Name	Default	Description
`optimizer.name`	`Adam`	Type of Optimizer to use, e.g. `Adam`, `SGD` or `Momentum`. The name is fed to TensorFlow's optimize_loss function. See TensorFlow documentation for more details and all available options.
`optimizer.learning_rate`	`1e-4`	Initial learning rate for the optimizer. This is fed to TensorFlow's optimize_loss function.
`optimizer.lr_decay_type`		The name of one of TensorFlow's learning rate decay functions defined in `tf.train`, e.g. `exponential_decay`. If this is an empty string (default) then no learning rate decay is used.
`optimizer.lr_decay_steps`	`100`	How often to apply decay. This is fed as the `decay_steps` argument to the decay function defined above. See Tensoflow documentation for more details.
`optimizer.lr_decay_rate`	`0.99`	The decay rate. This is fed as the `decay_rate` argument to the decay function defined above. See TensorFlow documentation for more details.
`optimizer.lr_start_decay_at`	`0`	Start learning rate decay at this step.
`optimizer.lr_stop_decay_at`	`1e9`	Stop learning rate decay at this step.
`optimizer.lr_min_learning_rate`	`1e-12`	Never decay below this learning rate.
`optimizer.lr_staircase`	`False`	If `True`, decay the learning rate at discrete intervals. This is fed as the `staircase` argument to the decay function defined above. See TensorFlow documentation for more details.
`optimizer.clip_gradients`	`5.0`	Clip gradients by their global norm.

`Seq2SeqModel`

This is an abstract class that cannot be used as a model during training. Other model classes inherit from this. The following hyperparameters are shared by all models that inherit from Seq2SeqModel, unless explicitly stated otherwise.

Name	Default	Description
`source.max_seq_len`	`50`	Maximum length of source sequences.

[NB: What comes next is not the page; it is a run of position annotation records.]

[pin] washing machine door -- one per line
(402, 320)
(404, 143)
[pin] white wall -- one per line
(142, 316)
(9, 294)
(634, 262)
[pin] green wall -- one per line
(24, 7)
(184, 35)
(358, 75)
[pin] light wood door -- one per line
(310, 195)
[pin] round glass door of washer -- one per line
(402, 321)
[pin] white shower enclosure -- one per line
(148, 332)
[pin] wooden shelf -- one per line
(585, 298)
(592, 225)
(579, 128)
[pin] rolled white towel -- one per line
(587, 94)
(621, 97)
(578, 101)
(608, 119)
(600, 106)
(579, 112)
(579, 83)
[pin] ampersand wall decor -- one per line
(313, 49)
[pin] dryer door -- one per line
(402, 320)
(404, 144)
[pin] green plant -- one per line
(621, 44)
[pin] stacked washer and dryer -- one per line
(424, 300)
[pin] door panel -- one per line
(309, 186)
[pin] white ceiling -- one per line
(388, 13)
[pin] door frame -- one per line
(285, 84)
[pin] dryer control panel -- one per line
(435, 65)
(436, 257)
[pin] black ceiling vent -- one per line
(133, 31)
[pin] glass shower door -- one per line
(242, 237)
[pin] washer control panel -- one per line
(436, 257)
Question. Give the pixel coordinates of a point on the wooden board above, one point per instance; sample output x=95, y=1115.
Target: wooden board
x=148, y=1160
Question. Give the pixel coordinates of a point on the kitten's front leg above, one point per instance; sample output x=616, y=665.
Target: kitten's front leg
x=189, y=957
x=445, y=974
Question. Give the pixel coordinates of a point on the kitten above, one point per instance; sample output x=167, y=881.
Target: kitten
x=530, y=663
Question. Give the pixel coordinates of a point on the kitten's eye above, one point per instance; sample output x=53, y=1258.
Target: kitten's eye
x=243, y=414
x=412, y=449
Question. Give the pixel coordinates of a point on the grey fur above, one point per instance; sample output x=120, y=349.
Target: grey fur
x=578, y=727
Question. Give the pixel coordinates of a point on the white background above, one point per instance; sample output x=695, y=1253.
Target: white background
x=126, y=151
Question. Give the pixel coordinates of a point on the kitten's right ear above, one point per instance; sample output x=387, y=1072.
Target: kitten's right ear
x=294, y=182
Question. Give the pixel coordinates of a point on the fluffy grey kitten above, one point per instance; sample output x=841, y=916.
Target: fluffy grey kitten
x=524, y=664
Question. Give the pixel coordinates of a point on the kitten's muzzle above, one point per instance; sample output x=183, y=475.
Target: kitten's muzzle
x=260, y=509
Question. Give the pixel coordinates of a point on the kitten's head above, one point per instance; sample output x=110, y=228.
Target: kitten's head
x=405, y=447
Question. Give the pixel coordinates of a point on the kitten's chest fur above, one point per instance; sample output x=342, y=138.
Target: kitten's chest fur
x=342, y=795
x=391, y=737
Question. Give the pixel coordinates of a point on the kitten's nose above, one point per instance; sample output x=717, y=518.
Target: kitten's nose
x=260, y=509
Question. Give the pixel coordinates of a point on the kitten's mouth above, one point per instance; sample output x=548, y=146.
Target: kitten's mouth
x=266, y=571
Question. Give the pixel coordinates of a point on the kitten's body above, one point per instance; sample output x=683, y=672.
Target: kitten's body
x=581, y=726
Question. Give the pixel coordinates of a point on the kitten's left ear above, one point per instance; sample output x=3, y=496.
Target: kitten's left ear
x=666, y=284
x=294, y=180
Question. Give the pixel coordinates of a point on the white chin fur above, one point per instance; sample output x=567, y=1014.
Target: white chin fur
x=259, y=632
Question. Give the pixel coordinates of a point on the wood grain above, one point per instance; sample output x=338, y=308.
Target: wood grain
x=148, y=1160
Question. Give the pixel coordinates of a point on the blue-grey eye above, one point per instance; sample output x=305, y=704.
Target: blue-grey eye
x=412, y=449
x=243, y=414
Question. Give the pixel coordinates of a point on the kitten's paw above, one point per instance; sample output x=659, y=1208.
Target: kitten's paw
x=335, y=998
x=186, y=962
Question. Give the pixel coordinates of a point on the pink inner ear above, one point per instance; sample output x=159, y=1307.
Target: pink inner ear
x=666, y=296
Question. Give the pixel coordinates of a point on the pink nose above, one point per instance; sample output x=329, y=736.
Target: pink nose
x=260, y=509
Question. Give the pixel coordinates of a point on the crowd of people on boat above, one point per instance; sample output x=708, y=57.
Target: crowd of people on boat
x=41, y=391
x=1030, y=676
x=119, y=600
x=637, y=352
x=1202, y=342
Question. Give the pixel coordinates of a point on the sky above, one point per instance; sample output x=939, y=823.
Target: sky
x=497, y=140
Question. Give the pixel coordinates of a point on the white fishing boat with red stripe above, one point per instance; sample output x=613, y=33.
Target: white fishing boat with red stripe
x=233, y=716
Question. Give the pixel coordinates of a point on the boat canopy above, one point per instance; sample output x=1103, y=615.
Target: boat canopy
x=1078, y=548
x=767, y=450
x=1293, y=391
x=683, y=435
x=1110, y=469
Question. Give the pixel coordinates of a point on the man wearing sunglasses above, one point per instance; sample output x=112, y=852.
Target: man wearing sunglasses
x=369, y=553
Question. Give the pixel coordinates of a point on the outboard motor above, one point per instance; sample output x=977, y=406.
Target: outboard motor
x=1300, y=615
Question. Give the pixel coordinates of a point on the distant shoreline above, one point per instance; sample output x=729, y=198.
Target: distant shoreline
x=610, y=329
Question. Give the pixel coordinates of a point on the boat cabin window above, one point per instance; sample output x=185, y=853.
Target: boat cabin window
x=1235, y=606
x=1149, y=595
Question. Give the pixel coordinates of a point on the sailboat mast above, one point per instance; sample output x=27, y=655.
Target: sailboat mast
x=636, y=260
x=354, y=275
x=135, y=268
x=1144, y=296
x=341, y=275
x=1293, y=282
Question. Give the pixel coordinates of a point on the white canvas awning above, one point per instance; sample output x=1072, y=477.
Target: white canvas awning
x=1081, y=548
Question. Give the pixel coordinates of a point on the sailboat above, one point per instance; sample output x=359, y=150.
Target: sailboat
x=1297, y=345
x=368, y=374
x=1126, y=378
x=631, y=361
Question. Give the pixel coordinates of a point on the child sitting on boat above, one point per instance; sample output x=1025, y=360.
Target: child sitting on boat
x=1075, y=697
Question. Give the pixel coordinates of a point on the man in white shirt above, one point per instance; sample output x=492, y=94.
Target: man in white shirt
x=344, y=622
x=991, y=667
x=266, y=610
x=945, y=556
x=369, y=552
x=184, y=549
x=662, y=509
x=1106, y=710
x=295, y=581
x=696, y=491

An example is sliced to this length before being fed to the encoder.
`source.reverse`	`True`	If set to true, reverse the source sequence before feeding it into the encoder.
`target.max_seq_len`	`50`	Maximum length of target sequences. An example is sliced to this length before being fed to the decoder.
`embedding.dim`	`100`	Dimensionality of the embedding layer.
`embedding.share`	`False`	If set to true, share embedding parameters for source and target sequences.
`inference.beam_search.beam_width`	`0`	Beam Search beam width used during inference. A value of less or equal than `1` disables beam search.
`inference.max_decode_length`	`100`	During inference mode, decode up to this length or until a `SEQUENCE_END` token is encountered, whichever happens first.
`inference.beam_search.length_penalty_weight`	`0.0`	Length penalty factor applied to beam search hypotheses, as described in https://arxiv.org/abs/1609.08144.
`vocab_source`	`""`	Path to the source vocabulary to use. This is used to map input tokens to integer IDs.
`vocab_target`	`""`	Path to the target vocabulary to use. This is used to map input tokens to integer IDs.

`BasicSeq2Seq`

Includes all parameters from Seq2SeqModel. The BasicSeq2Seq model uses an encoder and decoder with no attention mechanism. The last encoder state is passed through a fully connected layer and used to initialize the decoder (this behavior can be changed using the bridge.* hyperparameter). This is the "vanilla" implementation of the standard seq2seq architecture.

Name	Default	Description
`bridge.class`	`seq2seq.models.bridges.InitialStateBridge`	Type of bridge to use. The bridge defines how state is passed between the encoder and decoder. Refer to the `seq2seq.models.bridges` module for more details.
`bridge.params`	`{}`	Parameters passed to the bridge during construction.
`encoder.class`	`seq2seq.encoders.UnidirectionalRNNEncoder`	Type of encoder to use. See the Encoder Reference for more details and available encoders.
`encoder.params`	`{}`	Parameters passed to the encoder during construction. See the Encoder Reference for more details.
`decoder.class`	`seq2seq.decoders.BasicDecoder`	Type of decoder to use. See the Decoder Reference for more details and available encoders.
`decoder.params`	`{}`	Parameters passed to the decoder during construction. See the Decoder Reference for more details.

`AttentionSeq2Seq`

Includes all parameters from Seq2SeqModel and BasicSeq2Seq. This model is similar to BasicSeq2Seq, except that it uses an attention mechanism during decoding. By default, the last encoder state is not fed to the decoder. The implementation is comparable to the model in Neural Machine Translation by Jointly Learning to Align and Translate.

Name	Default	Description
`attention.class`	`AttentionLayerBahdanau`	Class name of the attention layer. Can be a fully-qualified name or is assumed to be defined in `seq2seq.decoders.attention`. Currently available layers are `AttentionLayerBahdanau` and `AttentionLayerDot`.
`attention.params`	`{"num_units": 128}`	A dictionary of parameters passed to the attention class constructor.
`bridge.class`	`seq2seq.models.bridges.ZeroBridge`	Type of bridge to use. The bridge defines how state is passed between the encoder and decoder. Refer to the `seq2seq.models.bridges` module for more details.
`encoder.class`	`seq2seq.encoders.BidirectionalRNNEncoder`	Type of encoder to use. See the Encoder Reference for more details and available encoders.
`decoder.class`	`seq2seq.decoders.AttentionDecoder`	Type of decoder to use. See the Decoder Reference for more details and available encoders.

`Image2Seq`

This model is currently experimental. This model uses the same parameters as AttentionSeq2Seq with the following differences:

The default encoder is seq2seq.encoders.InceptionV3Encoder
There are not source.max_seq_len and source.reverse, and vocab_source parameters.